Arturo O’Farrill and the Afro Latin Jazz Orchestra/ Symphony Space
I missed Arturo O’Farrill last year, sold out at Winter Jazzfest, and this year at the very first La Bulla Latin showcase. Following APAP, I was determined to see his “Jazz Across the Americas: ARGENTINA — A Tribute to Lalo Schifrin” concert at Symphony Space.
O’Farrill is one super charged musical genius (See Arturo’s interview in Part I.)
Multiple Grammy winner and nominee, he once said, “I made one rule for myself, and I really try to live it: Play music you love, with people you love, for people you love. If I can’t be that kind of musician, I’ll drive a cab.
Plowing through the frigid sleet the night of January 18th, I finally got to Symphony Space to listen to Arturo O’Farrill on piano and as artistic director with his full 18 member orchestra. Never one for sentimentalism in his tributes, he delved into some of the greatest moments in Argentina’s musical history with the intensity, drive, and focus of a true master. As a pianist, his touch is mercurially swift, light-hearted yet assertive, and this tempers the sound of his orchestra.

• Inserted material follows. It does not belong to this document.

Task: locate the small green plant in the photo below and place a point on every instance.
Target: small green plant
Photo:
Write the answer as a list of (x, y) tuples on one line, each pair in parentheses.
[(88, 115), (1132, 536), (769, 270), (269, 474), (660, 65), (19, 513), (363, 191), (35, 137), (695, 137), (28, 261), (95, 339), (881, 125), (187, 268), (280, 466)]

The evening blazed with Lalo Schifrin’s “Gillespiana Suite,” written by Schifrin in the early days of his career for Dizzy Gillespie. This was the first time the suite was performed in over 25 years with Pablo Aslan, the Argentinian-born bassist, composer, and producer as conductor. French horns, tuba, and one more trumpet reflected Schifrin’s original composition. As O’Farrill wrote in the program notes: “This celebration of the Maestro and of his beloved Argentina is exactly what the Afro Latin Jazz Orchestra was created for.” When you listen to Schifrin’s and Gillespie’s earlier recordings of the suite and compare it with O’Farrill’s live concert, a revelation takes place. The live tribute traverses and encompasses Argentina’s richly diverse and multi-layered rhythms (American blues, pan-America, Africa, Europe) with O’Farrill’s stylistic inflections, and it’s a thrilling experience.
The Buenos Aires-born star, Sofia Rei, one of the featured guests and introduced as “a force of nature” by O’Farrill, mixed the traditional with contemporary as she sang songs by the Argentinian folkloric artists, Leda Valladares and Cuchi Leguizamón. Much touted Leo Genovese on keyboards and Franco Pinna on drums and percussion were her bandmates, as the Afro Latin Jazz Orchestra rounded and expanded their sound con brio. Later, she reappeared singing one of her co-compositions with lyrics by Sandra Cornejo, “Todo Lo Perdido Reaparece.” A big, merry syncopated rhythm, she accompanied herself on the charango — joined by Juancho Herrera on guitar and cuatro.
The orchestra’s evening repertoire paid tribute to so much of Argentina’s musical legacies: There was beautiful romance and pensiveness in “Llegará, Llegará, Llegará” by Emilio Solla, and drama in “El Minotauro” by Guillermo Klein. Famed conductor and musician, protege of Pablo Aslan, Gabriel SenaneS appeared with his ”Lalo Cura La Locura.” Enthralling, piquing, the audience — the sprightliness of “Tanguajira” composed by Pablo Aslan and arranged by Gabriel Senanes made tango a delicious form to savor. The orchestra’s finale was the “very sexy” (Arturo’s words) “Tanguango” by Astor Piazzolla. What a breathtaking show it was.
Arturo O’Farrill strikes towards greater knowledge of vistas and horizons in Latin jazz and world music with his phenomenal non-profit Afro Latin Jazz Alliance. Look into all that it is. Support it. And listen to Arturo’s recordings if you miss seeing him play live.